1. We did not run out of gas. It was a close call. There is a long stretch in Indiana where I swear there are zero gas stations along the highway. Zero. I didn’t get nervous until the light started flashing and I knew Brad Pitt would start to freak out. He always freaks out when the gas tank gets low on road trips. One time I told him I was going to push it to the limit just to see how far we could make it and I thought he was going to throw me from the car and take over the wheel to pull over and hit the nearest gas station. He also did not find it funny when I sped up to get right behind a tractor trailor pretending I was Spy Hunter. He would have so much more fun if he lived life a little more on the edge.

This is where we stopped for gas:photo-226

I have no idea if they had fine good, but I do know that we made it out alive. Which leads me to #2 on my road trip adventure list.

2. We didn’t blow up at the gas station. While I pumped gas, Brad Pitt ran inside to use the potty. Two guys on motorcycles pulled up next to my pump and lit up cigarettes. Seriously?!? Why in the world would you smoke next to a gas pump?!? As soon as my tank was full, I pulled away from the pump to eliminate my chances of going up in flames. As I waited on the side of the building, I saw Brad Pitt come out and walk toward the pump. He stopped in his tracks. He couldn’t find me. I truly was in plain sight but he just didn’t see me. I finally flagged him down and when he jumped in the car he said “Oh my God! I thought you ditched me again! And I figured I had no where to run in Kentucky!” So, not only did I manage to save our lives but I was able to pull an unintended prank on Brad Pitt. I have more skills than I realized.
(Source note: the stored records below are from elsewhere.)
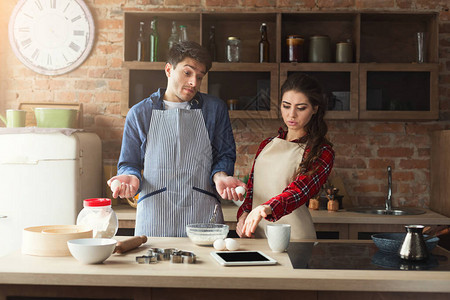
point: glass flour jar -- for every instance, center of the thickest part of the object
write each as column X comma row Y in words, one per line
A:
column 99, row 216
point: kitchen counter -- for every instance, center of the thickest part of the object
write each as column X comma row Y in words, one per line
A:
column 121, row 276
column 127, row 216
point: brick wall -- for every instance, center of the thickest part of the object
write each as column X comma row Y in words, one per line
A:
column 363, row 149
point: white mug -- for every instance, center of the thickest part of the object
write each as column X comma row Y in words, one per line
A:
column 278, row 236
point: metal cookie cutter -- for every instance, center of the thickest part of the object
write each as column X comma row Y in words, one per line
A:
column 188, row 257
column 176, row 258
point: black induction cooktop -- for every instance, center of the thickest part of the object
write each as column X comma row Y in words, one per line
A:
column 359, row 256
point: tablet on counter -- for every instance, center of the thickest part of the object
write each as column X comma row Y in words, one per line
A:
column 242, row 258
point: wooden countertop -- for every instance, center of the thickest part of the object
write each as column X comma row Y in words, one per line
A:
column 128, row 213
column 123, row 271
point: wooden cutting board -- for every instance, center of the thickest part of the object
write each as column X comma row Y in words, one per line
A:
column 30, row 106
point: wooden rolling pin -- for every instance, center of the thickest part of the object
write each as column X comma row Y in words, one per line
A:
column 129, row 244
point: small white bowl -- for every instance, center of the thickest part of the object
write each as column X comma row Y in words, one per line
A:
column 204, row 234
column 91, row 251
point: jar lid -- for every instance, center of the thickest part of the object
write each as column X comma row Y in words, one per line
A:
column 95, row 202
column 294, row 36
column 319, row 37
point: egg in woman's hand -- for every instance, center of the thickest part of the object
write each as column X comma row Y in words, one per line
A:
column 115, row 185
column 232, row 244
column 240, row 190
column 219, row 244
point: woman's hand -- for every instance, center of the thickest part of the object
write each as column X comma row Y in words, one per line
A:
column 240, row 224
column 128, row 187
column 253, row 219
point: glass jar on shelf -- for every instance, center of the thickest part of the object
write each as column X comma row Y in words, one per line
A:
column 174, row 37
column 183, row 33
column 98, row 215
column 142, row 44
column 233, row 49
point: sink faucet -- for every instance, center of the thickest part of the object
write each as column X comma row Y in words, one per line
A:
column 388, row 204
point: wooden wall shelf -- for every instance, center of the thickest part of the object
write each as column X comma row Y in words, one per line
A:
column 355, row 89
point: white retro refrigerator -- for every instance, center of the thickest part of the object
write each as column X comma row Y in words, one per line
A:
column 44, row 178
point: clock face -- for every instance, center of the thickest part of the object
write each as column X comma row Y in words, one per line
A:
column 51, row 37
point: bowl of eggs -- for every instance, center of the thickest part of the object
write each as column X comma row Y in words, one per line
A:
column 204, row 234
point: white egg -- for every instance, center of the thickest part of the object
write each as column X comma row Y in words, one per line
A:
column 231, row 244
column 115, row 185
column 219, row 244
column 240, row 190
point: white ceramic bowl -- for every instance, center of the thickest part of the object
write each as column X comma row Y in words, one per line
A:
column 91, row 251
column 204, row 234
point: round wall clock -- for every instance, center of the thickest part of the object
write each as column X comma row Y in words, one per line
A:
column 51, row 37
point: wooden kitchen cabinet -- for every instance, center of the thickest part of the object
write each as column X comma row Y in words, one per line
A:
column 339, row 82
column 383, row 82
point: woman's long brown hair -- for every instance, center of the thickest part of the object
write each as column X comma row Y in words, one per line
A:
column 316, row 128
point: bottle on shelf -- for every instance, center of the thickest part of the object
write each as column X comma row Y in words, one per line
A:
column 233, row 49
column 212, row 43
column 173, row 38
column 153, row 40
column 183, row 33
column 264, row 45
column 141, row 44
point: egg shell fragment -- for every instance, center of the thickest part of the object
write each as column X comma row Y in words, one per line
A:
column 240, row 190
column 219, row 244
column 115, row 185
column 232, row 244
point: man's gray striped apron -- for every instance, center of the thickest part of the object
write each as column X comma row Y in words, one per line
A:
column 176, row 190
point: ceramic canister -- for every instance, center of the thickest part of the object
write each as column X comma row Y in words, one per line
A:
column 319, row 49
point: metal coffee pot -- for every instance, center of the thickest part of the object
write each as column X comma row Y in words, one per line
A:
column 413, row 247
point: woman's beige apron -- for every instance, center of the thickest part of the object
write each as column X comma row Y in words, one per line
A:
column 274, row 169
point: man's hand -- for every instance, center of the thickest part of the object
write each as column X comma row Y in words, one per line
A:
column 253, row 219
column 129, row 184
column 240, row 224
column 226, row 185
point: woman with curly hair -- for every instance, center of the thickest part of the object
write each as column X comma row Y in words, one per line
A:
column 290, row 168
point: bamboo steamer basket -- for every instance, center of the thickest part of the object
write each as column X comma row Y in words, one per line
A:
column 51, row 240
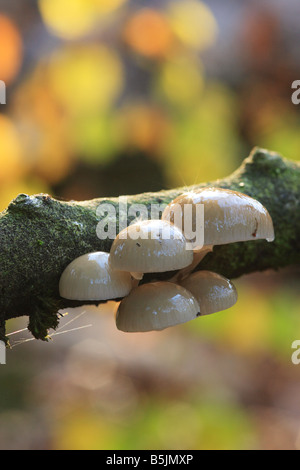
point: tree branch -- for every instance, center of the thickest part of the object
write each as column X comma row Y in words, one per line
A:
column 40, row 236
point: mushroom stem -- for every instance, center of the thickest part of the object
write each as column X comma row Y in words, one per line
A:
column 198, row 257
column 136, row 275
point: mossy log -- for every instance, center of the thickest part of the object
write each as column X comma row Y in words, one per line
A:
column 40, row 236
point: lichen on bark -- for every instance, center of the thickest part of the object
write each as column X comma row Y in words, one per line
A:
column 40, row 236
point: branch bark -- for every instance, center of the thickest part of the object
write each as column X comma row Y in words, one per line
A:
column 40, row 236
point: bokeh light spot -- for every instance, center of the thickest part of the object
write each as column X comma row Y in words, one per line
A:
column 148, row 33
column 193, row 23
column 10, row 49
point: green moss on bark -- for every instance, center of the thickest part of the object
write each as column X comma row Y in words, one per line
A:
column 40, row 236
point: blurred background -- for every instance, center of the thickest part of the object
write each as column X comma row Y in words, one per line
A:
column 114, row 97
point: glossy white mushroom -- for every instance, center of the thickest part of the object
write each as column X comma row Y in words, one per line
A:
column 90, row 277
column 156, row 306
column 212, row 291
column 150, row 246
column 229, row 216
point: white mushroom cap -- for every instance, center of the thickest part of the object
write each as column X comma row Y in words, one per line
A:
column 229, row 216
column 90, row 277
column 212, row 291
column 156, row 306
column 150, row 246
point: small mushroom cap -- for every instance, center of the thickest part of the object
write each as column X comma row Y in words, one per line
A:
column 212, row 291
column 90, row 277
column 150, row 246
column 229, row 216
column 156, row 306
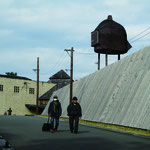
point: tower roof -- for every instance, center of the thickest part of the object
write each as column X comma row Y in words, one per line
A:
column 60, row 75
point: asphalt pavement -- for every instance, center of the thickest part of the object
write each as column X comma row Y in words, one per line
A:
column 25, row 133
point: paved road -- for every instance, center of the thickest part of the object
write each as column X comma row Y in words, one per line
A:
column 24, row 133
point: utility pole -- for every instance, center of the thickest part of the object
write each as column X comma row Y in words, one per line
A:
column 37, row 88
column 71, row 72
column 118, row 56
column 106, row 59
column 98, row 61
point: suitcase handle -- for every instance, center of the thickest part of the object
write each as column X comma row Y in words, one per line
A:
column 48, row 120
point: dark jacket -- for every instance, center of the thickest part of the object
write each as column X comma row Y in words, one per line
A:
column 55, row 109
column 74, row 110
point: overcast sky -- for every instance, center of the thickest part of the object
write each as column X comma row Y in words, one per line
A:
column 44, row 28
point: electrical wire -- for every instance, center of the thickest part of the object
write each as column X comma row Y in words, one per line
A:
column 139, row 34
column 140, row 37
column 54, row 66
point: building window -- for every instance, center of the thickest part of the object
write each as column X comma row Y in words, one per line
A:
column 31, row 90
column 16, row 89
column 1, row 87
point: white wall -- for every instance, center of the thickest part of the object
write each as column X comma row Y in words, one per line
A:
column 117, row 94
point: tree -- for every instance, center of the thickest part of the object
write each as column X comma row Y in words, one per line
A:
column 11, row 73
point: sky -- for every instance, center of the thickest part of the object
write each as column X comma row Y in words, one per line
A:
column 44, row 28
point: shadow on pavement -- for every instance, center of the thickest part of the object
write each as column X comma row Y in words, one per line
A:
column 87, row 143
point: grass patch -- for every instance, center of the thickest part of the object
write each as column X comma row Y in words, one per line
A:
column 112, row 127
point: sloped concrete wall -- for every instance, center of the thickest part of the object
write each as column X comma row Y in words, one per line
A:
column 117, row 94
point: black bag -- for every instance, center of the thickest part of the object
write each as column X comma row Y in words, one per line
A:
column 47, row 126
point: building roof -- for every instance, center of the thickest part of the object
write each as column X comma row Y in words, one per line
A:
column 60, row 75
column 14, row 77
column 46, row 96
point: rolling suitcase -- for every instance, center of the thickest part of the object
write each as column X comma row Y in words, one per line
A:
column 47, row 126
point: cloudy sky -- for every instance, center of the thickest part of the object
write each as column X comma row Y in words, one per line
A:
column 44, row 28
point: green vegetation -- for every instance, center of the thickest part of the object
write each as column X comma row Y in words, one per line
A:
column 112, row 127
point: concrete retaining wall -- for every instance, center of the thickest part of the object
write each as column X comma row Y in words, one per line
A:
column 117, row 94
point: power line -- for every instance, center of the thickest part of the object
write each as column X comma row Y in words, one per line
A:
column 140, row 37
column 54, row 66
column 84, row 53
column 139, row 34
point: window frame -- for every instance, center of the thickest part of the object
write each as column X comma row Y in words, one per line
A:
column 31, row 90
column 16, row 89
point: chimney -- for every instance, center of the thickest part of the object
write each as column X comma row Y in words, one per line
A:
column 109, row 17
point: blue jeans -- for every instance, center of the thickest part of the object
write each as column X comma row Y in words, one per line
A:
column 56, row 120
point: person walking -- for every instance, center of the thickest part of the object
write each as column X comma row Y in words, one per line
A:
column 54, row 111
column 75, row 113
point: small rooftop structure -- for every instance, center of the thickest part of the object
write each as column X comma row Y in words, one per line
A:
column 14, row 77
column 110, row 37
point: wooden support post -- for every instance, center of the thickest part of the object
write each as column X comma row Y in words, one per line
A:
column 98, row 61
column 37, row 88
column 118, row 56
column 106, row 60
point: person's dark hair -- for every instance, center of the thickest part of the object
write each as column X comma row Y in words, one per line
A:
column 75, row 98
column 55, row 97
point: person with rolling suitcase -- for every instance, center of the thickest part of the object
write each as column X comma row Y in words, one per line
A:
column 54, row 111
column 46, row 126
column 75, row 113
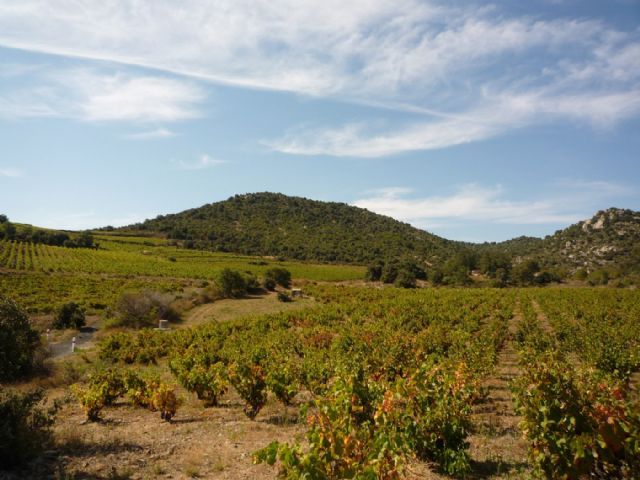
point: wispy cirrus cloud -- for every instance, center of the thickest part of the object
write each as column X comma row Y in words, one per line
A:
column 151, row 134
column 475, row 72
column 203, row 162
column 571, row 202
column 94, row 95
column 11, row 172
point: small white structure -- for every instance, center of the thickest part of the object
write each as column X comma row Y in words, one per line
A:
column 163, row 325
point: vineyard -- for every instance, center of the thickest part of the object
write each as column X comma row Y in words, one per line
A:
column 44, row 277
column 393, row 383
column 131, row 256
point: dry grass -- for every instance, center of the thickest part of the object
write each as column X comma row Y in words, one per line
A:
column 229, row 309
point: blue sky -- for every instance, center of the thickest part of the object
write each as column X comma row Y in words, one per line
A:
column 473, row 120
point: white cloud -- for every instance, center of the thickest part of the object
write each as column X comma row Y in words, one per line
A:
column 476, row 203
column 414, row 55
column 203, row 162
column 137, row 99
column 152, row 134
column 94, row 96
column 11, row 172
column 355, row 141
column 498, row 115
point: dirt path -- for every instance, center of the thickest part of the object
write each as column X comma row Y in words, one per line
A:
column 497, row 448
column 64, row 348
column 229, row 309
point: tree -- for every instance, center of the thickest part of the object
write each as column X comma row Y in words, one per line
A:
column 25, row 426
column 405, row 279
column 70, row 315
column 231, row 283
column 144, row 309
column 279, row 276
column 524, row 272
column 374, row 272
column 19, row 342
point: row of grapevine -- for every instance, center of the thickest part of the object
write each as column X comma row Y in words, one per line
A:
column 149, row 261
column 377, row 364
column 580, row 414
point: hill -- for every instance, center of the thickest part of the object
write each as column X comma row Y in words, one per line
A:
column 608, row 240
column 611, row 238
column 272, row 224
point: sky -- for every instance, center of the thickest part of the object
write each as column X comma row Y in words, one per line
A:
column 476, row 121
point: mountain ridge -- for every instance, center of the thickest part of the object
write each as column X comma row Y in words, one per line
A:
column 274, row 224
3. I attended the Kentucky State BBQ Festival, listened to some great blues music and ate burgoo. What is burgoo? You will find out soon in my next post. I also chowed down on a super delicious pulled pork sandwich and made friends with Harold, the Boyle County Judge. Not only was he super nice and kept me company while I ate my dinner, but I always figure its a good thing to be on good terms with the county judge. You never know when that might come in handy.

4. We got kicked out of an Applebee’s Talladega-Night-Style. Okay that’s a lie. We did not get kicked out. But we did hit up an Applebee’s. It was after 10:30pm and nothing else was open at the time. The guy at the table next to us almost got kicked out though. That would have been awesome but we left before things got super crazy.

5. We checked into a really neat, historical Shaker Village for the night. Shaker furniture, old buildings, and lots of charm. I kept singing “Shake It, Shake, Shake, Shake It!” in my head the entire time we were there. It was super cool and we managed to share a double bed. That is a success in my book. I’m too accustomed to stretching out in our king size bed at home. Brad Pitt apparently did not care that we were confined to a bed half the size of our normal standards because he still stretched out, which pushed me to the edge of the bed, but I didn’t fall off so, yes, it was a

Not bad for one day, especially since 9+ hours of the day was stuck in a car. Today I’m headed back to the BBQ fest. There is a bean eating contest around 2pm. I may enter. I think it would be a real gas to eat a crap load of beans before our hour and a half car ride to Louisville this evening. Poor Brad Pitt. He has no idea what he is in for.